Students Continue Cherokee Tradition of Merging Language and Technology

Visit the Facebook page for the Cherokee Nation’s Sequoyah Schools and you’ll see posts such as “Karaoke and Dance Party!!! Set for October 13th in the old gym from 7:00 pm- 9:00 pm” and “Congratulations to the Sequoyah Academic Team for defeating Sallisaw in sudden death!” Students in the school system this year have more enduring reasons to celebrate though. This fall the school expanded its Cherokee language immersion school to include sixth-grade. The 8 students in this year’s cohort will be the first to graduate from the tribe’s Immersion School.

All classes at the Immersion School are taught entirely in Cherokee, including written portions of the classes.

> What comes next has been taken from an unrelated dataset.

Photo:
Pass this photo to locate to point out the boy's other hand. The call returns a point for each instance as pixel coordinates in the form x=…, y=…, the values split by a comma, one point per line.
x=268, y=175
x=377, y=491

The Cherokee language has a rich history of written text, stemming from tribal member Sequoyah’s (the namesake of Sequoyah Schools) development of the Cherokee syllabary in 1821. The subsequent tribal purchase of a printing press – cutting edge technology for the time – enabled the tribe to publish the first ever Native American newspaper in English and Cherokee.

The Immersion School is continuing the Cherokee tradition of using technology to promote the Cherokee language. According to a press release put out by the tribe, students are thriving with the help of technological advances from Apple and Google that enable users to search, read and type in Cherokee. Each of the students is learning with the aid of iPhones and Mac computers that the students take home with them. Parents have reported that while their children have been getting language help from elders, the children have also been sharing their own knowledge by teaching their older relatives how to use iPhones and Mac computers.